THE government has been urged to make Portsmouth’s dream of becoming a national centre of excellence about D-Day a reality.
City leaders revealed plans last year to turn the D-Day Museum in Southsea into the UK’s leading resource on the Normandy landings, which took place during the Second World War.
In order to do the whole project, we need this funding to go alongside the funding from the Heritage Lottery Fund. It’s so important to us that we get it.Andrew Whitmarsh, D-Day Museum development officer
The plan is to give the seafront building a major upgrade, modernise all of its exhibitions and bring resources, such as an 83m Overlord Embroidery, into the 21st century by making them available online for a wider audience.
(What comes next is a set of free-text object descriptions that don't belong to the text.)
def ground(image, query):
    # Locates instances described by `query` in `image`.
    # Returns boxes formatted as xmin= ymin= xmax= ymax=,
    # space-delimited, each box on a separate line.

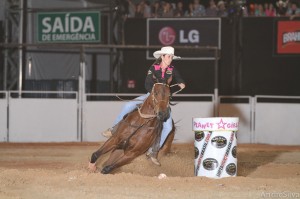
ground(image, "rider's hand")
xmin=179 ymin=83 xmax=185 ymax=89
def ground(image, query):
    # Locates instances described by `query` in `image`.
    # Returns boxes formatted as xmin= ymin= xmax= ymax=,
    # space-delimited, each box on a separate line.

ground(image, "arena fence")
xmin=254 ymin=95 xmax=300 ymax=145
xmin=0 ymin=91 xmax=8 ymax=142
xmin=8 ymin=91 xmax=79 ymax=142
xmin=0 ymin=91 xmax=300 ymax=145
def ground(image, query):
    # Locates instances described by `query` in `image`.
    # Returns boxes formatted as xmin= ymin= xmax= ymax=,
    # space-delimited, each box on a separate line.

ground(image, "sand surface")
xmin=0 ymin=142 xmax=300 ymax=199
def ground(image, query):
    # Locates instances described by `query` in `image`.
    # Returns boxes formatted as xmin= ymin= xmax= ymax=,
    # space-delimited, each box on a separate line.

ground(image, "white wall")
xmin=255 ymin=96 xmax=300 ymax=145
xmin=9 ymin=98 xmax=79 ymax=142
xmin=82 ymin=101 xmax=125 ymax=142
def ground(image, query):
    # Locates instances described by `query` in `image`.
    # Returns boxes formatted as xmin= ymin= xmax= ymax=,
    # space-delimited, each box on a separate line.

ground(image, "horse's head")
xmin=150 ymin=83 xmax=171 ymax=121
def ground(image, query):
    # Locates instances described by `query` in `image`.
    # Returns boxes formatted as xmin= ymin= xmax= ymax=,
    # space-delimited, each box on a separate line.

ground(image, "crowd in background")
xmin=122 ymin=0 xmax=300 ymax=18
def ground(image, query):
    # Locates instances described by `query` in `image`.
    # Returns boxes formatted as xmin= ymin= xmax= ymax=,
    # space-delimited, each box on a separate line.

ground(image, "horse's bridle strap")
xmin=138 ymin=107 xmax=156 ymax=118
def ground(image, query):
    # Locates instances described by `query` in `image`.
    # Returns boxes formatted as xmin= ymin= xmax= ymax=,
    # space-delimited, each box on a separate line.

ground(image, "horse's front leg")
xmin=101 ymin=151 xmax=137 ymax=174
xmin=88 ymin=138 xmax=118 ymax=172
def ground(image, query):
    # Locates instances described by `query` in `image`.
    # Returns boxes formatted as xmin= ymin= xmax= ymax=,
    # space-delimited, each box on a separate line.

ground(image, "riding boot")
xmin=150 ymin=156 xmax=161 ymax=166
xmin=146 ymin=148 xmax=161 ymax=166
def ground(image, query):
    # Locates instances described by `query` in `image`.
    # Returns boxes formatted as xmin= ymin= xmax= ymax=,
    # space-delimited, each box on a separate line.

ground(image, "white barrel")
xmin=193 ymin=117 xmax=239 ymax=178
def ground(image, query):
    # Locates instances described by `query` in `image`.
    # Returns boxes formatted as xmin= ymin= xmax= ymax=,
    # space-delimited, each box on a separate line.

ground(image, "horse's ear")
xmin=167 ymin=76 xmax=173 ymax=85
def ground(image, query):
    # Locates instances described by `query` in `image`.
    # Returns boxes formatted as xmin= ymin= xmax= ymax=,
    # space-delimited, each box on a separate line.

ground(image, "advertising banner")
xmin=277 ymin=21 xmax=300 ymax=54
xmin=37 ymin=11 xmax=101 ymax=43
xmin=147 ymin=18 xmax=221 ymax=60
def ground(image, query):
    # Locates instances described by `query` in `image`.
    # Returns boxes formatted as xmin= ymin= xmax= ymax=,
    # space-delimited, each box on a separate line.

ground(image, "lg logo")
xmin=179 ymin=30 xmax=199 ymax=43
xmin=158 ymin=26 xmax=200 ymax=45
xmin=159 ymin=27 xmax=176 ymax=45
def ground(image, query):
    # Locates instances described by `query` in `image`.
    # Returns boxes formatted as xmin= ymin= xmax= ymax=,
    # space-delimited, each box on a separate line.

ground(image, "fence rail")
xmin=1 ymin=91 xmax=300 ymax=145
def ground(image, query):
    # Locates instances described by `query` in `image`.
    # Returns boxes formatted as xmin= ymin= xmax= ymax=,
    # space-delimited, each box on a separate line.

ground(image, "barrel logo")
xmin=226 ymin=163 xmax=237 ymax=176
xmin=232 ymin=146 xmax=237 ymax=158
xmin=211 ymin=136 xmax=227 ymax=148
xmin=195 ymin=131 xmax=205 ymax=142
xmin=195 ymin=147 xmax=199 ymax=159
xmin=203 ymin=158 xmax=219 ymax=171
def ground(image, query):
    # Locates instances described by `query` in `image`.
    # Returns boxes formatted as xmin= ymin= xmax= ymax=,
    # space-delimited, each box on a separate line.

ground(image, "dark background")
xmin=1 ymin=16 xmax=299 ymax=96
xmin=123 ymin=17 xmax=300 ymax=96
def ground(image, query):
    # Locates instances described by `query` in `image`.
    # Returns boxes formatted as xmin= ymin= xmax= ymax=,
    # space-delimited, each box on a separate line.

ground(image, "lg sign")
xmin=159 ymin=27 xmax=175 ymax=45
xmin=159 ymin=26 xmax=200 ymax=45
xmin=147 ymin=18 xmax=220 ymax=60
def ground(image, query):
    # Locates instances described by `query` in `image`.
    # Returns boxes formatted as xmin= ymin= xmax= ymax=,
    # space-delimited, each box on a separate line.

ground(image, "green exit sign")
xmin=37 ymin=11 xmax=100 ymax=43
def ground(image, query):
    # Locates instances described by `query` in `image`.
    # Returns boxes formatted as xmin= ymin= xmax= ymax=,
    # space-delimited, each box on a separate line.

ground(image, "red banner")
xmin=277 ymin=21 xmax=300 ymax=54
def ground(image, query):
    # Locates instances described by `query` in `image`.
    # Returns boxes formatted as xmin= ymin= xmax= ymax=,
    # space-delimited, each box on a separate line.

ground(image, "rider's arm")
xmin=172 ymin=67 xmax=186 ymax=89
xmin=172 ymin=67 xmax=185 ymax=84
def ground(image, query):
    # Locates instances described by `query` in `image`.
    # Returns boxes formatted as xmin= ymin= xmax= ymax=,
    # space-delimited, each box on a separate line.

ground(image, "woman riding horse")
xmin=89 ymin=83 xmax=173 ymax=174
xmin=102 ymin=46 xmax=186 ymax=165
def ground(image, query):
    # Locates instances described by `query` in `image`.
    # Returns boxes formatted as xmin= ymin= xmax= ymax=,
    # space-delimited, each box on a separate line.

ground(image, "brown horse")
xmin=88 ymin=83 xmax=175 ymax=174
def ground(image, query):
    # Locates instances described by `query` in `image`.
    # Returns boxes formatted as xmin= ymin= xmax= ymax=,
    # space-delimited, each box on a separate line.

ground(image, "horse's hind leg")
xmin=101 ymin=152 xmax=137 ymax=174
xmin=160 ymin=120 xmax=175 ymax=155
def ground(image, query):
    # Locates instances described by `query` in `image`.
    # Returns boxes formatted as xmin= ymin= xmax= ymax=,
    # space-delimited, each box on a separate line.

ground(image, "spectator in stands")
xmin=276 ymin=0 xmax=288 ymax=16
xmin=126 ymin=0 xmax=136 ymax=18
xmin=286 ymin=1 xmax=300 ymax=19
xmin=248 ymin=3 xmax=255 ymax=16
xmin=174 ymin=1 xmax=185 ymax=17
xmin=161 ymin=2 xmax=174 ymax=17
xmin=265 ymin=3 xmax=277 ymax=16
xmin=135 ymin=2 xmax=144 ymax=18
xmin=143 ymin=0 xmax=152 ymax=18
xmin=217 ymin=0 xmax=228 ymax=17
xmin=192 ymin=0 xmax=206 ymax=16
xmin=255 ymin=4 xmax=266 ymax=16
xmin=184 ymin=2 xmax=195 ymax=17
xmin=252 ymin=3 xmax=259 ymax=16
xmin=206 ymin=0 xmax=218 ymax=16
xmin=152 ymin=1 xmax=163 ymax=17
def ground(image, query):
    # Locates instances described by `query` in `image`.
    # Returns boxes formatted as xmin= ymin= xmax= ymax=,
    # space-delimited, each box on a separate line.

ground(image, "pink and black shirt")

The cost of the project, which the city hopes to complete ahead of the 75th anniversary of D-Day in 2019, is £4.88m – but culture bosses still need to find around £600,000.
Tory council leader Donna Jones has made a plea to chancellor George Osborne to stump up the outstanding balance by dipping into the Libor fund – bankers’ fines set aside for causes including military charities.
Mr Osborne replied by saying he would give the proposal ‘full consideration’ in the upcoming Autumn Statement. Now he is being urged to act on his word.
Andrew Whitmarsh, D-Day Museum development officer, said: ‘The story of D-Day is still important to people today.
‘D-Day has effects that are still felt today. The world would be different if it had gone differently.
‘In order to do the whole project, we need this funding to go alongside the funding from the Heritage Lottery Fund. It’s so important to us that we get it.’
In her letter to Mr Osborne, Cllr Jones said: ‘The aim of the Transforming D-Day project is to bring the story of D-Day to life for future generations: a story of courage and determination, comradeship and sacrifice, secrecy and deception, innovation and tactics.
‘In doing so, we want to establish the museum as the national centre for remembering D-Day – inspiring a greater understanding of what happened before, during and after the landings, and exploring why D-Day is still relevant.’
The Heritage Lottery Fund has pledged £3.8m, subject to the council submitting final project proposals.
The council is contributing £350,000, another £50,000 has come from the organisers of Victorious Festival and £16,000 has come from other donations.
As part of the project, a new activities programme would be drawn up as well as a new website forming the ‘hub’ of a national D-Day network.
The museum is the only one in the country solely focused on the D-Day landings.